Mars à l’ombre

Les cinq barjots qui s’étaient volontairement auto-cadenassés, à triple-tour, en avalant la clé des champs, dans un caisson censé imiter une fusée supersonique voyageant gaiement vers Mars et sa banlieue, lors d’un trajet aller-retour, avec escale prévue sur la terre battue de la planète rouge, ont retrouvé l’air frais de la liberté. On est content pour eux. Pendant 500 jours, retirés des affaires de ce monde, ils ont joué à se faire peur en répondant au défi de  ” et si on disait qu’on se trouvait dans un vaisseau spatial qui file à la vitesse de la lumière vers Mars et que même personne ne pourrait venir nous secourir et qu’on ferait tout exactement comme si on se trouvait à des années-lumière de la terre ? ”   

Chiche ? Chiche.

Résultat des courses : ils se sont plaints de la nourriture, enfin surtout le français, ils ont trouvé parfois le temps long, ils se sont rarement disputés, et jamais pendant très longtemps, juste chamaillés pour savoir qui avait oublié d’éteindre en dernier la salle de billard ; le chinois a un peu déprimé parce que les gentils organisateurs n’avaient pas prévu de chat laqué pour le repas de noël, le russe a eu du mal à carburer à l’eau déalcoolisée, le français a passé son temps à se renifler les chaussettes pour se remémorer l’odeur d’un brie bien coulant.

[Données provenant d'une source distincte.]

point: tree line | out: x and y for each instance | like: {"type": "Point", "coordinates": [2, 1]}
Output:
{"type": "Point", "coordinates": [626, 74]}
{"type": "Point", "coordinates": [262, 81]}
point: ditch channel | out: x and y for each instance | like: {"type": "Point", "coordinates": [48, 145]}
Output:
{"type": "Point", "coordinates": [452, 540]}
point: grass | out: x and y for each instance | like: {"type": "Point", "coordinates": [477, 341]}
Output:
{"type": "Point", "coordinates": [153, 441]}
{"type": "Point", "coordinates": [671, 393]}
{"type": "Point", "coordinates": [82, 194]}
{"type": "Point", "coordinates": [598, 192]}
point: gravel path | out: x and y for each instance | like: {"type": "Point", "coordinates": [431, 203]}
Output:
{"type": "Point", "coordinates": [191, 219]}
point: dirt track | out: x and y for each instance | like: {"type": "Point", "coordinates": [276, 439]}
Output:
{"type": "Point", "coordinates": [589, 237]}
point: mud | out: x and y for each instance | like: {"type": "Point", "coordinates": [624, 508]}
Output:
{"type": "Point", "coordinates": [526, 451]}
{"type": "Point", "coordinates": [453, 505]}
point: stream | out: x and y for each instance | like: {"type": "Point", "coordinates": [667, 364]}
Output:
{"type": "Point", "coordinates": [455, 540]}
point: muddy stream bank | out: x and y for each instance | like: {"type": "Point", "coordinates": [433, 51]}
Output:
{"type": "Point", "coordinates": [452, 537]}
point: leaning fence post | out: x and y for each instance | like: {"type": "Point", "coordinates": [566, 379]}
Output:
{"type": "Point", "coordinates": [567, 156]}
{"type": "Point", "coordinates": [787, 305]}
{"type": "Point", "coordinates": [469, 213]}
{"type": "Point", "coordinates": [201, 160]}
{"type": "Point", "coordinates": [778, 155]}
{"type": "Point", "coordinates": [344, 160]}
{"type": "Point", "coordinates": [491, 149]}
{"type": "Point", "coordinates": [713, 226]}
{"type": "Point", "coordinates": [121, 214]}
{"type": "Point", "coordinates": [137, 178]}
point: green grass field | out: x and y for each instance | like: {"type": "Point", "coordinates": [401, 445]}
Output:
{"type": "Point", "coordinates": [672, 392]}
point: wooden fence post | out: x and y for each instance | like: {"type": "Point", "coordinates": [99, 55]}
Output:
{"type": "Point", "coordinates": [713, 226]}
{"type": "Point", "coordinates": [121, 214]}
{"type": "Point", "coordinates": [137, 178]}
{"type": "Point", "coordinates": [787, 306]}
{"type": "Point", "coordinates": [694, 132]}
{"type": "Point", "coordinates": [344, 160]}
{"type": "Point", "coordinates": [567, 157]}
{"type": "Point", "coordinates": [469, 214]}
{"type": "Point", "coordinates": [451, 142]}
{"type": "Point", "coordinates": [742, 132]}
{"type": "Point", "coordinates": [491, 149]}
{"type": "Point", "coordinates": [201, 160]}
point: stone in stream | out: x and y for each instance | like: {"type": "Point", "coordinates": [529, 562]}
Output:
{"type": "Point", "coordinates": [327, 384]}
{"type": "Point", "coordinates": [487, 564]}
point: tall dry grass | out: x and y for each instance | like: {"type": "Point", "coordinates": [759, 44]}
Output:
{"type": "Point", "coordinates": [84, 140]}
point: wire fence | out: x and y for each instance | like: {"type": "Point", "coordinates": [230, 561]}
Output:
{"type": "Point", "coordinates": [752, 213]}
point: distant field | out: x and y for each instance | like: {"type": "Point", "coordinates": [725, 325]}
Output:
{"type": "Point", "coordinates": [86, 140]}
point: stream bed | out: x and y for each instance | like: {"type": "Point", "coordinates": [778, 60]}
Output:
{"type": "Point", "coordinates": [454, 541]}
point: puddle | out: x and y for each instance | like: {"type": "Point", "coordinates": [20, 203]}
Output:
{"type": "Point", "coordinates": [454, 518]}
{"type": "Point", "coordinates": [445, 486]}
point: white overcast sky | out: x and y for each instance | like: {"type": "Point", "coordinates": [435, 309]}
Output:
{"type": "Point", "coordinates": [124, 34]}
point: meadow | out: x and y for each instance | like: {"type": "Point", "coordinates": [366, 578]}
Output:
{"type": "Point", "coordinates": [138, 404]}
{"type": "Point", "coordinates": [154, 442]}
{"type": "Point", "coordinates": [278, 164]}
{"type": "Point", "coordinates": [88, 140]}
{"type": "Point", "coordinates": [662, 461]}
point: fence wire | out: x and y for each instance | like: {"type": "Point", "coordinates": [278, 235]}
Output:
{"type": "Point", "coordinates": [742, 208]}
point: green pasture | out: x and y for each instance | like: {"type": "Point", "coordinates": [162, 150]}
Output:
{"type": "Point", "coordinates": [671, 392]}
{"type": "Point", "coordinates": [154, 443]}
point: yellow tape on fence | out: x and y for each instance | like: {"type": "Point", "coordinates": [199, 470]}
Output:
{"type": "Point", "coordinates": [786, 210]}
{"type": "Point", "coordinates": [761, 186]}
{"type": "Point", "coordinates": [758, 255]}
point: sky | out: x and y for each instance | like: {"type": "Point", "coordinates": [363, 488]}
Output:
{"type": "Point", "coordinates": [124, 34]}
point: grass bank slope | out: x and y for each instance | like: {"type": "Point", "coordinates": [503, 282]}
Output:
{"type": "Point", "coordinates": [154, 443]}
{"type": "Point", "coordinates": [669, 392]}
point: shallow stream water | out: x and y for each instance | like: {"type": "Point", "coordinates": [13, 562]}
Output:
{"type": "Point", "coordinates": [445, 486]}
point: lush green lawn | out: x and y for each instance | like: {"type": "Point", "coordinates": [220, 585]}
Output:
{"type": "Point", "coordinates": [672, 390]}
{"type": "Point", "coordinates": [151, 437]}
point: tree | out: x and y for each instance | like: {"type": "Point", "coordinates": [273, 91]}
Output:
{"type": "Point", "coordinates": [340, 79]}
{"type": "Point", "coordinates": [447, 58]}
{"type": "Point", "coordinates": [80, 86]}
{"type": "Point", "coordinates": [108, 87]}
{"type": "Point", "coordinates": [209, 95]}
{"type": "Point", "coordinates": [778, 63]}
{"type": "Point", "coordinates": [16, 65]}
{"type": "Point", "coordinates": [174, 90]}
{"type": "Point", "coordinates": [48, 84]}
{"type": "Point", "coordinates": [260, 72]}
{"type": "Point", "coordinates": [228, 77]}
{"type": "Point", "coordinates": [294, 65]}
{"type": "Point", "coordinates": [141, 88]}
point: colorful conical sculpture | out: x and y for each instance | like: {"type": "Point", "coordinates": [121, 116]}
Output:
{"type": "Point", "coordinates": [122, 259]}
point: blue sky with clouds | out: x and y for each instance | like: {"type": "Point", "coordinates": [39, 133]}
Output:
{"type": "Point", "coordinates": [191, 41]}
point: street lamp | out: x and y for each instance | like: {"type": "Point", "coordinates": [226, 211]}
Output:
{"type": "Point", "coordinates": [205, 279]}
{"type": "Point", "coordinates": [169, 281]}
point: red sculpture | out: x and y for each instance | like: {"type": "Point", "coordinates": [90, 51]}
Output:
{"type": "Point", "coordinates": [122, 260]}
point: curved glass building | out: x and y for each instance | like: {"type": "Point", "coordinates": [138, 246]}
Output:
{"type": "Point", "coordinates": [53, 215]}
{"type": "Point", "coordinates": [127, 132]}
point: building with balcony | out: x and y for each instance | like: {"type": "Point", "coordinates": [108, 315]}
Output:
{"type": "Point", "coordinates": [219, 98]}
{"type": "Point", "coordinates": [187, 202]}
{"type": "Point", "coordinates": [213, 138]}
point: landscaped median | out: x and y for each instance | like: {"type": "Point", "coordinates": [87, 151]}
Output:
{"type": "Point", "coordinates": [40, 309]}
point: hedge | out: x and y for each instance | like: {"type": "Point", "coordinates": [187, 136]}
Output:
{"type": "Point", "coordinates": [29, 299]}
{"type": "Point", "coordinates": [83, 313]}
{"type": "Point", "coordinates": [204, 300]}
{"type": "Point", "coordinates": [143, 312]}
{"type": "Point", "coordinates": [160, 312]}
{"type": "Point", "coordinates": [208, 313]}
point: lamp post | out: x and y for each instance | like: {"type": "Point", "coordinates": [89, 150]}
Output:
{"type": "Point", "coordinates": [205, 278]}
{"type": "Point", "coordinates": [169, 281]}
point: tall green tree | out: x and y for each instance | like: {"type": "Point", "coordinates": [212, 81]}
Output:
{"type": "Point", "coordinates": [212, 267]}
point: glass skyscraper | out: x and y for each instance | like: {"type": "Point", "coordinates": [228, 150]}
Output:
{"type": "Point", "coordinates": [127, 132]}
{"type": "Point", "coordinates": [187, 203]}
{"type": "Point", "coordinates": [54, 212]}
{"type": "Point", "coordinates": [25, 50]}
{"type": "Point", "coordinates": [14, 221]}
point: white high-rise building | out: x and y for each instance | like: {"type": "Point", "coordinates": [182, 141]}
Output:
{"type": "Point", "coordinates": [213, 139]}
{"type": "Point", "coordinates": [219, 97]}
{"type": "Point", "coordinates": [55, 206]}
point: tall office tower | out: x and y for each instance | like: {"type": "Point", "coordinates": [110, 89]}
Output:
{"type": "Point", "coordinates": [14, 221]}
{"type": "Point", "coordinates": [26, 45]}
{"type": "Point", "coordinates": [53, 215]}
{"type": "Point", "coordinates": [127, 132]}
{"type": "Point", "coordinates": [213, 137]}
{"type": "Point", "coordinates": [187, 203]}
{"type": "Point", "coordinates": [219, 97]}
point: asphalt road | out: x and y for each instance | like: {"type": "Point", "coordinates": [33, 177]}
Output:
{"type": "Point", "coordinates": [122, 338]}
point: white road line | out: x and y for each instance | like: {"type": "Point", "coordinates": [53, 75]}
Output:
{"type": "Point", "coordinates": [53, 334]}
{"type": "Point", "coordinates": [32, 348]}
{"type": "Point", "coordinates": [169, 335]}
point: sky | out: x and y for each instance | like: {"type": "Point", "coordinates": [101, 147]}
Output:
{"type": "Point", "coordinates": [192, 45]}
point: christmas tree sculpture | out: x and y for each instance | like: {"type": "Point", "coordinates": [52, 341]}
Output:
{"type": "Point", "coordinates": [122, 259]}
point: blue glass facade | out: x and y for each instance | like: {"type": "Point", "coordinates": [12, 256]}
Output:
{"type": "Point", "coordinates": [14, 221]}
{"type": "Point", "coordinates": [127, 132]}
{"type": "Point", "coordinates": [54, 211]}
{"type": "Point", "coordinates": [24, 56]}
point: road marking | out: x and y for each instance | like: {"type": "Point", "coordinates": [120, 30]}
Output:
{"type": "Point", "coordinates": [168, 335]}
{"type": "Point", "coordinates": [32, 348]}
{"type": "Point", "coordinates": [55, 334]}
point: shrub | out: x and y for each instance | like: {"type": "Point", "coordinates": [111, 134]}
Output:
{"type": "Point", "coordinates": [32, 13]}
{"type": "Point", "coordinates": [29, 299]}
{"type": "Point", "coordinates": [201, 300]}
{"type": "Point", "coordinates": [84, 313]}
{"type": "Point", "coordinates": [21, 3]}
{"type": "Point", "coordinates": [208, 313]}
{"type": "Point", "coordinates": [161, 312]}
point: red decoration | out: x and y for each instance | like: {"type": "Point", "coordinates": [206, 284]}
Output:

A part ça rien. C’est ce qui était prévu. Il ne devait rien se passer et il ne s’est rien passé. Aucune tentative de meurtre n’a été signalée à la police intersidérale et personne n’a essayé de se défenestrer par une fenêtre qui n’existait pas. Personne ne s’est amusé à faire une bite au cirage à son voisin de palier, et chacun a respecté, sans rechigner, les petites manies de l’autre : la furieuse tendance du chinois à cracher toutes les deux minutes, la manie du russe à taper du poing avec sa chaussure sitôt que la soupe n’était pas servie à l’heure, l’aptitude du français à tout critiquer, la déco de la cellule, la qualité de la nourriture, l’éclairage défectueux, les chiottes aseptisés, la pesanteur du temps qui ne passe pas.

Évidemment, cette expérience, car c’en est bien une, qui devait servir de base de réflexion pour de futures expéditions nasaspatiales, n’a servi à rien, puisque l’on a appris hier, en fin de journée, juste avant la fermeture de Wall Street, les agences de notation ont dit niet à toute entreprise visant à dépenser ne serait-ce qu’un soupçon de drachme pour songer à construire le début d’une virgule d’une future capsule martienne. A moins que ce ne soit pour envoyer à perpétuité les petits chenapans de Berlusconi, Papandréou, Fillon, Zapatero, etc, etc,  jouer aux osselets avec des fausses pièces d’un centime d’euro.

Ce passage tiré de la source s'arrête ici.